HappiestList 2K8: Number #8, #7 and #6 - Film Edition
#8: The Curious Case of Benjamin Button
I left the theater minutes ago, literally, and I am not being typically dramatic when I say Brad Pitt's performance in Benjamin Button is one of the most touched and tangible of the year. Playing a man who ages in reverse, Pitt commands the entire emotional spectrum. He is quiet and mysterious, decisive and adventurous; he's beautiful. I've never been a Brad Pitt fan, but this film moved me, and Pitt was the hurricane force behind that movement.
A sumptuous feast for the eyes, ears and mind, Benjamin Button is an experience that is so much shorter than its physical constraints (that is, a 2:45 hour runtime). Blanchett, as his oddly inconsistent (but ravishing) wife, lover and eventual "mother," is the only weight on this weightless film, not meeting my expectations after seeing the Bob Dylan tribute I'm Not There. The visual effects are most impressive when rendering Blanchett as a youth, however, and her dancing is a powerful metaphor for how she lived her life; so, narratively, Blanchett's character soared, but when her character ignores Button leaving her--sitting on a bed with a stunted expression--one questions whether she deserved him at all.

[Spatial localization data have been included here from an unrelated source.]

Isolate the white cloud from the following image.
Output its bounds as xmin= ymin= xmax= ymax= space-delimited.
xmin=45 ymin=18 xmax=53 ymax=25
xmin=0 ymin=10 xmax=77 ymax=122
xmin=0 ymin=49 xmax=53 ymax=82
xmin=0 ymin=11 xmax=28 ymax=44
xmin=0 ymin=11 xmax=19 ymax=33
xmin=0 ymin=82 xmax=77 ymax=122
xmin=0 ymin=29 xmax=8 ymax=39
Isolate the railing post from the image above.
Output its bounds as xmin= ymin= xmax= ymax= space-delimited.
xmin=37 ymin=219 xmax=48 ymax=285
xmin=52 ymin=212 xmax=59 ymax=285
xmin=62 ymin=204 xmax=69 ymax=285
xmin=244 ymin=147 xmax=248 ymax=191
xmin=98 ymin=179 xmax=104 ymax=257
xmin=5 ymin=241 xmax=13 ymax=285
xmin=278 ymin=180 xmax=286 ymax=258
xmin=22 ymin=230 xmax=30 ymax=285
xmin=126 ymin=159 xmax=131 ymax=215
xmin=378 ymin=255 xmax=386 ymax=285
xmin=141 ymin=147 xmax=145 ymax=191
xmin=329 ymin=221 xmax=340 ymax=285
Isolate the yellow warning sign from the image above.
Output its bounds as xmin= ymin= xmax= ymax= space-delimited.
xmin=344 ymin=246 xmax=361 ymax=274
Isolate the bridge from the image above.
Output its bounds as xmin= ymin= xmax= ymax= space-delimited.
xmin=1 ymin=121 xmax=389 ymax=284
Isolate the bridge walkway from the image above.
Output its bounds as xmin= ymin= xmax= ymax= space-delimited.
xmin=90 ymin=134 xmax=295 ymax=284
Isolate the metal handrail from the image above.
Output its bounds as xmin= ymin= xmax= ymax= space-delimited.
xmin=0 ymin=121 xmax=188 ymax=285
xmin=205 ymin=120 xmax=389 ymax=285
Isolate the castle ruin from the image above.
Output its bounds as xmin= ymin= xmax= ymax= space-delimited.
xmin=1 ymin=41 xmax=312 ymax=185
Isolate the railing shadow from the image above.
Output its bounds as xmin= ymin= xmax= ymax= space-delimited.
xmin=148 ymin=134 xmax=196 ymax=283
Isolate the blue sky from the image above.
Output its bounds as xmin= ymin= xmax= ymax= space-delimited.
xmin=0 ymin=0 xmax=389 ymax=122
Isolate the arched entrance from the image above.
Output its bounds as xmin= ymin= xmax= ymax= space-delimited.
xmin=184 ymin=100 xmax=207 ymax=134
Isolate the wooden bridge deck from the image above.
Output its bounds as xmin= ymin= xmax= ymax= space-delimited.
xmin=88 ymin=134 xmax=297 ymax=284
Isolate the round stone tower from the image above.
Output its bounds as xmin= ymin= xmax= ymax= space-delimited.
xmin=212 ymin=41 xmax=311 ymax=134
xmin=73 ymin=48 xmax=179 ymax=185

Blanchett's part is only marginally bad in comparison to how fantastic the movie is as a whole. Before you know it, you will have tears streaming down your cheeks and the credits will fade in. I'll always remember Pitt's performance and the lessons his character told: life is short, and no matter how you live it, live well.
2008 was a great year for film, and Atonement was the first sign of life. Keira Knightly, as a stubborn girl suffering from an affliction that only be described as an early 19th century version of suburbia, gave an award-deserving performance, while James McAvoy took all the wrinkles caused by her shuffling and made them smooth. Of course, there's that sex scene. That breathless, steaming few seconds in the estate library, where they peered over their insecurities and faced the open skies of sexual possibility. (This is a semi-quote from Ian McEwan's inferior novel, which I read before the film.)
The credit here really goes to Joe Wright, one of the most plainly named yet most talented directors in the industry. Every frame of the film is a photograph, every set an art installation; he made dolls out of his actors but made them move and act human again.